For instance, Calvin’s Father may offer Calvin the choice between going to bed or taking a bath. In this way, Dad makes Calvin believe these are his only choices. Calvin may choose one or the other thinking that he was calling the shots, when both choices favor Dad. And Calvin may not realize that doing neither one was also a choice, or doing something completely different like watching television.
So this goes on every day of our lives. We are asked time and time again to make choices. And a great deal of the time, we don’t like either choice.
Then on top of that, we subject ourselves to the right and wrong test continuously. Usually based on some cobbled-together collection of belief systems, influences, and memories that we use to justify our own choices. And we project out into the world our own interpretation of right and wrong in judgment of everything we come in contact with.
Now, there is nothing wrong with having a strong sense of right and wrong for ourselves. That is called our guidelines. Our guidelines help us navigate our world in a way that is comfortable for us. They give us parameters to consider in our daily choices.
Hand in hand with our guidelines are our opinions. Both valid and we use these to determine right and wrong for ourselves. The problems begin when we start projecting our guidelines out onto others with an expectation that those guidelines are observed and met. And this is where right and wrong jump the tracks.
Typically, right and wrong in general terms was developed as a means to avoid harming others in some fashion. Meaning we needed widespread guidelines that we have incorporated as laws and/or cultural norms with punishment for failing to follow those decrees. As a result, a great many people feel it is their job to judge what others do and try to control others’ choices. Not only that, but they also feel that there must be justice when another falls outside of these guidelines. Not only is someone else wrong, but they must pay for being wrong. This insures that others will not make the mistake of being wrong, lest they befall the same consequences as the punished.
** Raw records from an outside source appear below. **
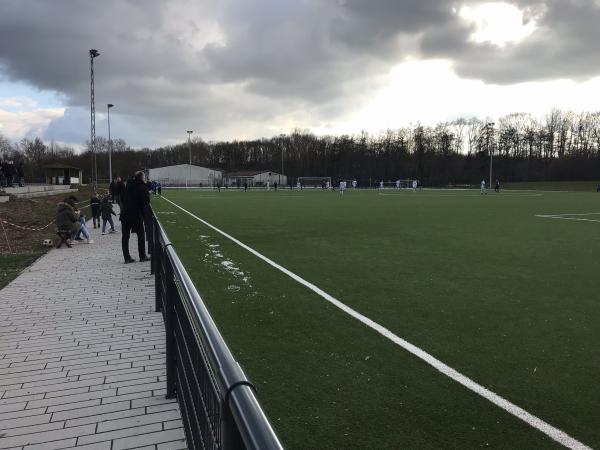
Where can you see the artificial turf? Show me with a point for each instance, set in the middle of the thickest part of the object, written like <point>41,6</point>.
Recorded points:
<point>505,297</point>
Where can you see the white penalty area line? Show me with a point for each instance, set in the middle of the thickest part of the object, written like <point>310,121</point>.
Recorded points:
<point>549,430</point>
<point>456,194</point>
<point>577,217</point>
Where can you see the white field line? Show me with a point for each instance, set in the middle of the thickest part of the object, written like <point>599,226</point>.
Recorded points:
<point>566,218</point>
<point>568,214</point>
<point>464,194</point>
<point>550,431</point>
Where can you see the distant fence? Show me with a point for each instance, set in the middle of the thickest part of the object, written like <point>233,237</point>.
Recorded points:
<point>217,401</point>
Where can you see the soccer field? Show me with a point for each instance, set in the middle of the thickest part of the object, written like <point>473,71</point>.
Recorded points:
<point>502,288</point>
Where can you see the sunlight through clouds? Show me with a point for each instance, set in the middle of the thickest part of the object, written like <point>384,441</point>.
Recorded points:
<point>498,23</point>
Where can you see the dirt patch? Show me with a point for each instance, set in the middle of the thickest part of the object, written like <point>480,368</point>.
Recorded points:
<point>30,221</point>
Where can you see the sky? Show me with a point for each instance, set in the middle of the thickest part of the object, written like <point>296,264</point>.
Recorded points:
<point>243,69</point>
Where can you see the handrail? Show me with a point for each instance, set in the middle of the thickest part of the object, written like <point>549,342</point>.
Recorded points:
<point>218,402</point>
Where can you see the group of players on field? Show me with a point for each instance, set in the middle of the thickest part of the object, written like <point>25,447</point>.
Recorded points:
<point>343,185</point>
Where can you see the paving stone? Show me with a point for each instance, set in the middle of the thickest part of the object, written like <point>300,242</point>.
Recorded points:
<point>82,365</point>
<point>126,432</point>
<point>160,437</point>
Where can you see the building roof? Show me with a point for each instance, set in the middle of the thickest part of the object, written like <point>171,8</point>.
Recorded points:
<point>185,165</point>
<point>246,173</point>
<point>60,166</point>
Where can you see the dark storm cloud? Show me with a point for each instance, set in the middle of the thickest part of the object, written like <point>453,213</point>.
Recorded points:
<point>212,64</point>
<point>562,46</point>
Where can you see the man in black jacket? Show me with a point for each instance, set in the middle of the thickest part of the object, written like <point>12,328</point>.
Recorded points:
<point>135,199</point>
<point>119,191</point>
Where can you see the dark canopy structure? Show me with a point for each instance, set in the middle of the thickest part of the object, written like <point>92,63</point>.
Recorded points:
<point>59,173</point>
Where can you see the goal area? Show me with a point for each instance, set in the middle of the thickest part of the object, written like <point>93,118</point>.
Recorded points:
<point>313,182</point>
<point>395,184</point>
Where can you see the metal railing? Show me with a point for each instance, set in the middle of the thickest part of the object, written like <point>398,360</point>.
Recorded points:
<point>217,401</point>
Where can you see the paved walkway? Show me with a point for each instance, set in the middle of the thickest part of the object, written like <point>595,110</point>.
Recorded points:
<point>82,355</point>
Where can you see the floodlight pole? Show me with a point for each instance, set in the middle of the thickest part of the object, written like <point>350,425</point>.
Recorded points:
<point>490,125</point>
<point>189,132</point>
<point>282,136</point>
<point>93,54</point>
<point>110,105</point>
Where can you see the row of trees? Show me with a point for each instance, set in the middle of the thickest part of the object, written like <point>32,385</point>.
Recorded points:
<point>561,146</point>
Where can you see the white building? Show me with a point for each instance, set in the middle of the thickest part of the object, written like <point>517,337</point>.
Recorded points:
<point>185,174</point>
<point>254,178</point>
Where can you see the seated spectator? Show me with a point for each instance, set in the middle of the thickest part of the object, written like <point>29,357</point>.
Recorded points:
<point>66,218</point>
<point>83,229</point>
<point>107,213</point>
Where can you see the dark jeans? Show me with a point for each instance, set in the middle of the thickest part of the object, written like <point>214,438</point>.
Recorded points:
<point>104,221</point>
<point>137,228</point>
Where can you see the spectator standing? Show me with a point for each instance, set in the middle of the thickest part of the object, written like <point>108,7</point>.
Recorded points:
<point>11,173</point>
<point>2,173</point>
<point>95,207</point>
<point>21,174</point>
<point>134,200</point>
<point>66,218</point>
<point>111,189</point>
<point>120,191</point>
<point>83,229</point>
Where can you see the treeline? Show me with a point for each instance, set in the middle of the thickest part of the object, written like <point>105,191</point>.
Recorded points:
<point>563,146</point>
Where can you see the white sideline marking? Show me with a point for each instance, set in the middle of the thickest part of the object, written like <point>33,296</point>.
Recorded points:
<point>550,431</point>
<point>569,217</point>
<point>568,214</point>
<point>457,194</point>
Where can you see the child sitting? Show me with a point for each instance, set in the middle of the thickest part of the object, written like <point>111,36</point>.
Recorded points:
<point>107,212</point>
<point>83,230</point>
<point>95,205</point>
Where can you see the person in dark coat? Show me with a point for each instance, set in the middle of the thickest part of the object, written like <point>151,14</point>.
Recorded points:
<point>66,217</point>
<point>95,207</point>
<point>119,191</point>
<point>107,212</point>
<point>111,189</point>
<point>134,201</point>
<point>21,174</point>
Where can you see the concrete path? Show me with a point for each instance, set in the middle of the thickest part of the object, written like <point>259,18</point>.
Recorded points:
<point>82,361</point>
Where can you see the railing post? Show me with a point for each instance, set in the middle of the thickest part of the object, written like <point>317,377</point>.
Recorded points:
<point>169,318</point>
<point>154,244</point>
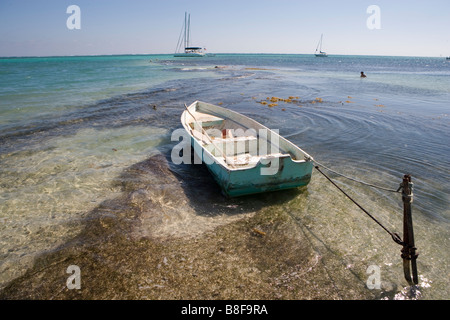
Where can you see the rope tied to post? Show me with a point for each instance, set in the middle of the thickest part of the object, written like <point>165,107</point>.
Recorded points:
<point>397,239</point>
<point>409,254</point>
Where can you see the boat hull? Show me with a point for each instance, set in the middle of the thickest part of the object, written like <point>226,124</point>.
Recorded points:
<point>235,182</point>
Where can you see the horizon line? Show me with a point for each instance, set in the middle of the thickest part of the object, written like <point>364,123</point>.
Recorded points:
<point>220,53</point>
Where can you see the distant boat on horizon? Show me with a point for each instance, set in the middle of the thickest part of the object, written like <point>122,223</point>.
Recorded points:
<point>319,48</point>
<point>189,51</point>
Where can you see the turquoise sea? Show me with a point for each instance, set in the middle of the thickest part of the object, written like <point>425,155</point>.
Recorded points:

So with all that said, we could surmise that what someone else does is affecting of us somehow. That we are then victims to others’ choices, therefore we must control the choices that others make. And they must pay for their errors.
These things all together cause and create more hardship and suffering than any other single thing in our lives. It affects our thinking, our stress levels, our emotions, and often leads to extremely deleterious effects of our day to day lives. It leads to an extraordinarily great deal of disharmony.
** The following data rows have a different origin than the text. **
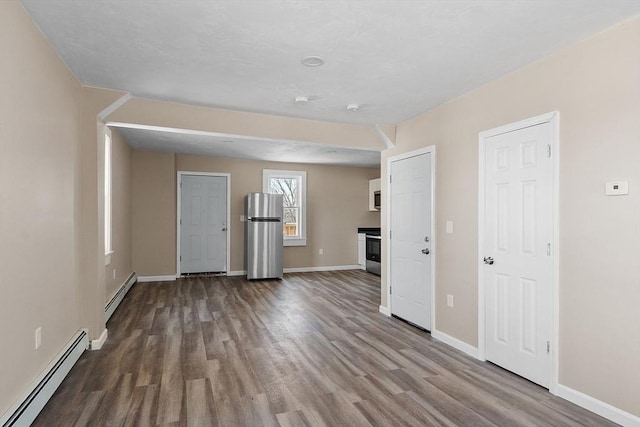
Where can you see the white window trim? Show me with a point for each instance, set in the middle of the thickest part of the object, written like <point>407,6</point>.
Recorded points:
<point>267,174</point>
<point>108,195</point>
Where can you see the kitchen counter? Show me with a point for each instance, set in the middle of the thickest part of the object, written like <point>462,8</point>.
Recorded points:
<point>374,231</point>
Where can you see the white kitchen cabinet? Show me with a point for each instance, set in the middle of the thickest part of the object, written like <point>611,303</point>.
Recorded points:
<point>374,185</point>
<point>362,250</point>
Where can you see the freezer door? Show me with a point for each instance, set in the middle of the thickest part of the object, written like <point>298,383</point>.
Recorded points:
<point>264,205</point>
<point>264,249</point>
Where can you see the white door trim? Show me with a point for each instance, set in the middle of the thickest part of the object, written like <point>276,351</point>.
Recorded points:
<point>434,251</point>
<point>553,119</point>
<point>179,211</point>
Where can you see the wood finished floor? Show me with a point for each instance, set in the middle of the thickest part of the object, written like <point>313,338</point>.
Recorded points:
<point>311,349</point>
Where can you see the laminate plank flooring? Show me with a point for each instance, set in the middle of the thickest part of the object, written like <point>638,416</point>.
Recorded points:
<point>309,350</point>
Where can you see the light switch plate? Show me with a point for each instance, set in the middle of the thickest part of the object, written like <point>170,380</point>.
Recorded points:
<point>617,188</point>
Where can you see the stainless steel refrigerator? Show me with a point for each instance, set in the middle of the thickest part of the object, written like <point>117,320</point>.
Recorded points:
<point>263,236</point>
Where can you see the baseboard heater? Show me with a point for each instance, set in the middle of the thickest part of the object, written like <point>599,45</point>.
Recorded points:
<point>114,302</point>
<point>25,411</point>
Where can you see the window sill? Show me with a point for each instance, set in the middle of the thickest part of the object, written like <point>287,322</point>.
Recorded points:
<point>295,242</point>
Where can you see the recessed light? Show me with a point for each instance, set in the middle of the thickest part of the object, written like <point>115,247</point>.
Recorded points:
<point>312,61</point>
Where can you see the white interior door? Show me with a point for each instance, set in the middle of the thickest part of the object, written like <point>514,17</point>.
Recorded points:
<point>203,224</point>
<point>410,242</point>
<point>517,247</point>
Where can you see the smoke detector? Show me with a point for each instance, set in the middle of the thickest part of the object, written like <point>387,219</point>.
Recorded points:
<point>312,61</point>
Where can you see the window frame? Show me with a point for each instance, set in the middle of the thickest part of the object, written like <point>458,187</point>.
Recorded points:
<point>108,195</point>
<point>301,176</point>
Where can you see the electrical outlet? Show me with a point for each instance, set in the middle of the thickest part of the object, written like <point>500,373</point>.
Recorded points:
<point>449,227</point>
<point>38,337</point>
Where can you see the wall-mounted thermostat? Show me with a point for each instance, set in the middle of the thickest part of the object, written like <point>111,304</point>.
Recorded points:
<point>618,188</point>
NOW, what if you knew that what someone else is doing, what someone else is choosing would have no affect on you whatsoever? Would you then be so quick to judge? Would you even care?
Likely not. And I can tell you that with the Shift, while belief systems are not going away, they will lose affectingness. What that means to me is that we are going to become so adept at consciously creating our own reality, it won’t matter what anyone else is doing. They can do what they do, and we will do what we do unaffected by them.
And what is the best reason for allowing others to choose as they wish? Because then we will be able to choose as we wish.
So now we move back into that idea of acceptance. Acceptance of others. Acceptance of their choices. Acceptance of their differences. And in return, we will be accepted in kind.
Are we there yet? Are we such complete conscious creators that we can utterly ignore what others are doing? Not quite. But we can begin practicing acceptance of differences. The allowing of people who choose and act differently than ourselves. We can stop judging them. We can stop making them wrong. We can begin understanding that they may be making choices we wouldn’t, or doing things we even abhor, but it need not affect us.
I am not saying we should turn our heads and ignore when children are being slaughtered for instance. We have our guidelines, and our opinions, and we should not be shy about sharing them. Especially among those who are becoming more self-aware — new perspectives are needed and necessary.
But then there comes a point where we must find it in ourselves to be kind. To understand that a great many things are coming to light and being worked out, and with all our baggage and trauma and history, it’s going to be ugly. And a whole boatload of people aren’t going to get it now, and likely never will. Many, many of the focuses alive today will transition without ever having moved one step in the direction of greater awareness. It isn’t their position in the grand scale of Essence focuses to be any different than they are. And one thing will never change and that is that we are all interconnected and what we do to any we do to ourselves.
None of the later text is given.